In the initial phase of the project, the goals were to identify compounds which improved the in vitro half-life with respect to CYP3A4 metabolism by a factor of 2 while maintaining receptor IC50 of less than 200nM.
A virtual library of 13,000 novel compounds was enumerated, based on the structure of the competitor compound. From this, a set of 100 compounds was chosen for synthesis and testing in vitro with a range of chemical diversity and physicochemical properties. The objective of this phase was to understand the relationship between potency and stability SAR.
The synthesised compounds were tested for potency and in vitro stability against recombinant CYP3A4. The results: 70% met the criterion for potency, 11% met the requirement for stability, but only 3% met both criteria.
From these data, local models were built for both CYP3A4 stability and potency, which were used in Phase II to select compounds likely to meet both criteria.
All 13,000 virtual molecules were assessed with the local models created in Phase I. From these, only 40 were predicted to be both stable and potent. All of these were also predicted to be soluble, absorbable and to cross the blood-brain barrier.
These compounds were then synthesised and tested in vitro for potency and CYP3A4 stability.
Only 140 compounds were synthesised in this project and this resulted in 4 lead series, each containing multiple compounds that were both potent and more than twice as stable as the competitor with respect to CYP3A4 metabolism. This demonstrates how StarDrop can guide decisions to rapidly overcome liabilities and focus on chemistries with a good balance of properties.
Building a Local Model of CYP3A4 Rate
The CYP3A4 stability data generated in Phase I of this project were expressed as the log of the rate of metabolism (logk3A4). A simple set of descriptors was chosen based on the primary factors affecting the rate of CYP3A4 metabolism. The affinity of CYP3A4 tends to be higher (lower Km) for neutral, lipophilic compounds. Therefore, as all of the compounds in this project had a basic site, the log of the fraction of compound that will be neutral at pH 7.4 (based on pKa calculated with ACD Labs) was used as a descriptor, along with logP calculated with StarDrop. The efficiency of metabolism is expected to be higher (leading to higher Vmax) for compounds with labile sites, therefore the composite site lability (CSL) calculated by StarDrop's P450 models was also used as a descriptor.
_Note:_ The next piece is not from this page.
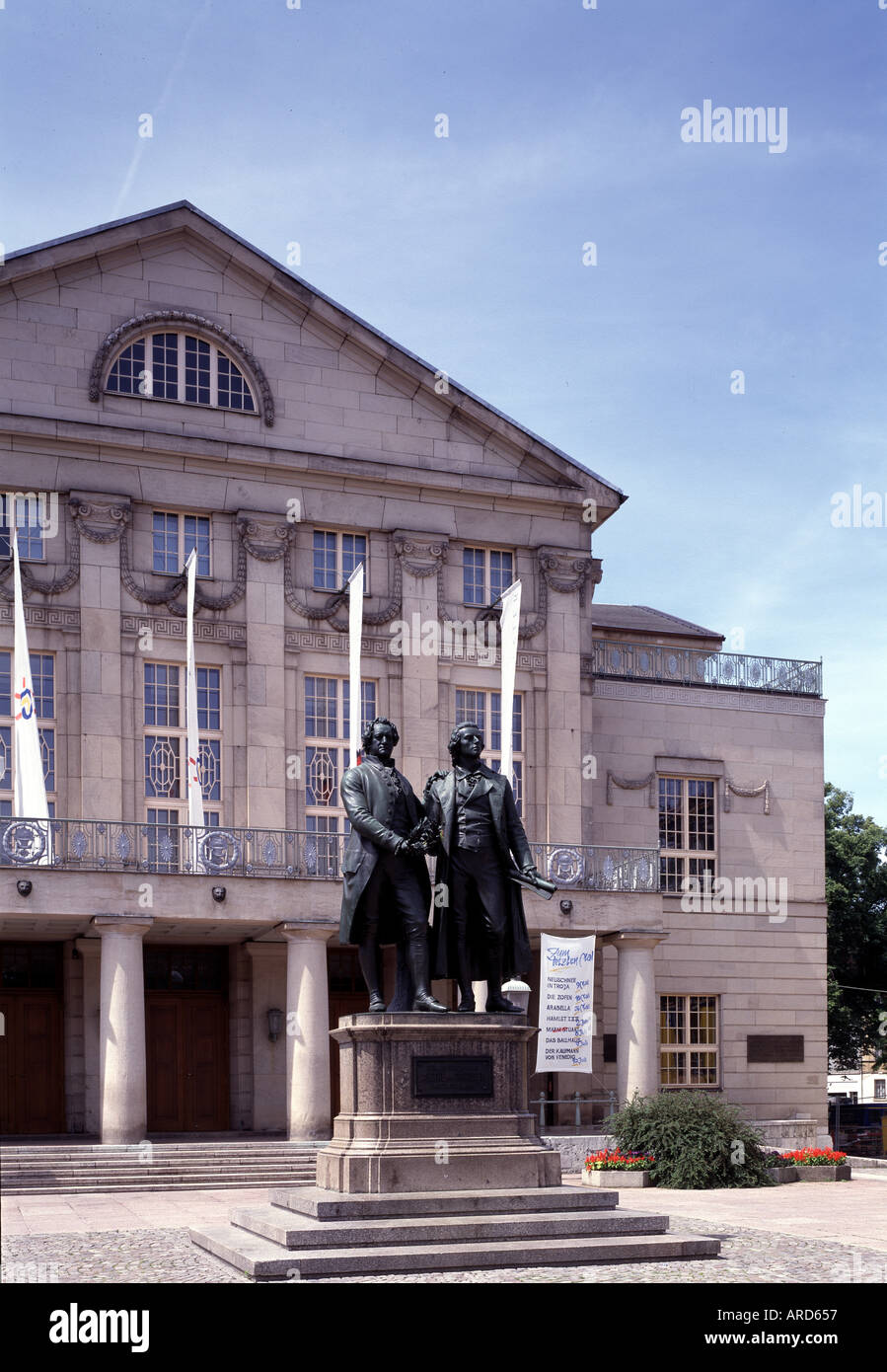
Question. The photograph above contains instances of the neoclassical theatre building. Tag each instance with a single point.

StarDrop's Auto-Modeller was used to build a model of these data. The data set was split into training, validation and test subsets using Y-based sampling, as the data set was small and all compounds were relatively similar to the competitor compound. Nine models were automatically built based on the training set and their performance compared on the validation set. The output of the Auto-Modeller is shown to the right; the best model, generated with the Gaussian Process Nested Sampling method had an R2 of 0.66 (r2corr=0.72) on the combined independent validation and test sets and had a high specificity at the required cut-off (logk3A4<-1.5).